AMD: RDNA 3 Speculation, Rumours and Discussion

Status
Not open for further replies.
I'd like to add a third: TRANS ALU seems to be very high in its throughput, seemingly 3 cycles, which implies it's 32 lanes I reckon. Add a fourth cycle and it can become the second VALU.


:)
It could very well stick to quarter rate execution, while the issuing logic auto applies the 4x multipler in hardware to TRANS delay.

Still don't understand how e.g. 1/16 FP64 (if it remains so) will work though. Eh, perhaps the hardware isn't completely hands-off, and s_delay_alu will peek issuing history (which probably has to be maintained until the result is written to destination cache anyway) to check instruction types and amplify the delay accordingly? This might explain why delay can be counted per instruction type.
 
Last edited:
It could very well stick to quarter rate execution, while the issuing logic auto applies the 4x multipler in hardware to TRANS delay.

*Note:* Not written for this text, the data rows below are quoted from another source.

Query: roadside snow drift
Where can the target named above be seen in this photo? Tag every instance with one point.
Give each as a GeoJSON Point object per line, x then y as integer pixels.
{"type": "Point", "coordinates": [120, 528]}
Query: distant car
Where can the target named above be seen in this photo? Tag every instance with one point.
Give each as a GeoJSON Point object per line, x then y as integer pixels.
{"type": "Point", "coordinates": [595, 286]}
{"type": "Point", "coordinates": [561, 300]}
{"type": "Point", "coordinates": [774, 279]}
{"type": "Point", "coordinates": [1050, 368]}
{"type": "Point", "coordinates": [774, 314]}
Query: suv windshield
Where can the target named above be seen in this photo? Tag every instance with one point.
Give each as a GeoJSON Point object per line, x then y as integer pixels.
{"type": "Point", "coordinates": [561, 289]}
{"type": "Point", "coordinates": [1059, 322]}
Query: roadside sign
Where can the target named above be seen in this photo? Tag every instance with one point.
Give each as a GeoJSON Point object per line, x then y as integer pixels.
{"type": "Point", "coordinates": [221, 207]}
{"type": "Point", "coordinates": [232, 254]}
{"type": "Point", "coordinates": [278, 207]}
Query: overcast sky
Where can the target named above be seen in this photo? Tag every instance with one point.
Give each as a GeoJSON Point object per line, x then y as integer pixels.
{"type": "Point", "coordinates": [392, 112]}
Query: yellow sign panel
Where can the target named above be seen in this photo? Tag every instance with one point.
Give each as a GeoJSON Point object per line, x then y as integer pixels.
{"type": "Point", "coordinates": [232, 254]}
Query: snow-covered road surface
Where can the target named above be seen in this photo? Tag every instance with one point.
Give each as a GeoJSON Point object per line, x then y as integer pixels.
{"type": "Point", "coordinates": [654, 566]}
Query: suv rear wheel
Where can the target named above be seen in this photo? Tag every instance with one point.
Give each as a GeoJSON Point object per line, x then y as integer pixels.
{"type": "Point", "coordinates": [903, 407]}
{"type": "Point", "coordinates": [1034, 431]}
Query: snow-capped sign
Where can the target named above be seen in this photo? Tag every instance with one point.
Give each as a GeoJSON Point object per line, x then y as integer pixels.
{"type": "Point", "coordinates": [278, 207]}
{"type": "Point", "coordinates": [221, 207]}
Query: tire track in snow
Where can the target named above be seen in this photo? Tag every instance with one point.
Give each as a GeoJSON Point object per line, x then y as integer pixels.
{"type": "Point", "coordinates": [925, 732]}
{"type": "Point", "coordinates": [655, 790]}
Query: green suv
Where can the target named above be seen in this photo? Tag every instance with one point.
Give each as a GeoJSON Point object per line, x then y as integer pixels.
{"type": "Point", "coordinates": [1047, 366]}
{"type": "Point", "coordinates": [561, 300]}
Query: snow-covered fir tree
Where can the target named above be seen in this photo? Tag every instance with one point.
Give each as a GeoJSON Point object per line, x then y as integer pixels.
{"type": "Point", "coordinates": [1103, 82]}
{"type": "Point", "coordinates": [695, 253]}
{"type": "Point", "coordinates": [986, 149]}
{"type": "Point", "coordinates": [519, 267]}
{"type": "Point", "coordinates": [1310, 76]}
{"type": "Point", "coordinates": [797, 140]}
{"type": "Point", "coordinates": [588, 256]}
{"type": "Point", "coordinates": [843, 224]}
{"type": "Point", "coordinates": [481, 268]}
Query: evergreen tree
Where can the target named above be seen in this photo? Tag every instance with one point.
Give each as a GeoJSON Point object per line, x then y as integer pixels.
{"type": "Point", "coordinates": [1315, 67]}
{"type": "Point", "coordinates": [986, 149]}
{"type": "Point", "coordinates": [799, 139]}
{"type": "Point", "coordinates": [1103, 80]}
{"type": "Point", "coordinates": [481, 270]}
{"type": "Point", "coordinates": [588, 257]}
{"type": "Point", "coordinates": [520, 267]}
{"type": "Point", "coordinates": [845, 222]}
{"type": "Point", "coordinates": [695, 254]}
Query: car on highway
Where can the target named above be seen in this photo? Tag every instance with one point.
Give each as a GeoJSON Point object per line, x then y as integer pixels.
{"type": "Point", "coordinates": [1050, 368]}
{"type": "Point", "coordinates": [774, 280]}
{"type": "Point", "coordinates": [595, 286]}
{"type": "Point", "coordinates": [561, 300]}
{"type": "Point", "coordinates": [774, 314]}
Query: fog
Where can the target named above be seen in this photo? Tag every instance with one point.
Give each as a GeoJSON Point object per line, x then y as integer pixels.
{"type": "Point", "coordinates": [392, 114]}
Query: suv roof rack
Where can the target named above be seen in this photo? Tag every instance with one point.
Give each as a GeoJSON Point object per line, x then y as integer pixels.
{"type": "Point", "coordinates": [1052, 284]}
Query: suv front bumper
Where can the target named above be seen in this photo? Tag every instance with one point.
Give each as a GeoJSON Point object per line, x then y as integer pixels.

Still don't understand how e.g. 1/16 FP64 (if it remains so) will work though. Eh, perhaps the hardware isn't completely hands-off, and s_delay_alu will peek issuing history (which probably has to be maintained until the result is written to destination cache anyway) to check instruction types and amplify the delay accordingly? This might explain why delay can be counted per instruction type.
Or, maybe the hardware tracks "completion of issue", such that long-latency instructions (let's say TRANS is very slow, and FP64 varies between 1/32 and 1/2 throughput depending upon chip, for the sake of argument) are tracked from the point at which the final work item is issued to the pipeline.

This would presume that no instruction type takes longer than either 3 or 4 cycles to produce a result for at least one work item.

For what it's worth the delay code seems "draft" in its nature, seemingly missing cases (no mention of co-issue/VOPD!), so it looks like a while before it provides us with as many clues as it theoretically could.
 
This VOPD related revision looks juicy:


We form VOPD instructions in the GCNCreateVOPD pass by combining back-to-back component instructions. There are strict register constraints for creating a legal VOPD, namely that the matching operands (e.g. src0x and src0y, src1x and src1y) must be in different register banks. We add a PostRA scheduler mutation to put possible VOPD components back-to-back.

PostRA sounds like code that's specific to handing ray accelerator query results, i.e. hits and misses. I can't actually find any code that's specifically related to that. Work-in-progress code...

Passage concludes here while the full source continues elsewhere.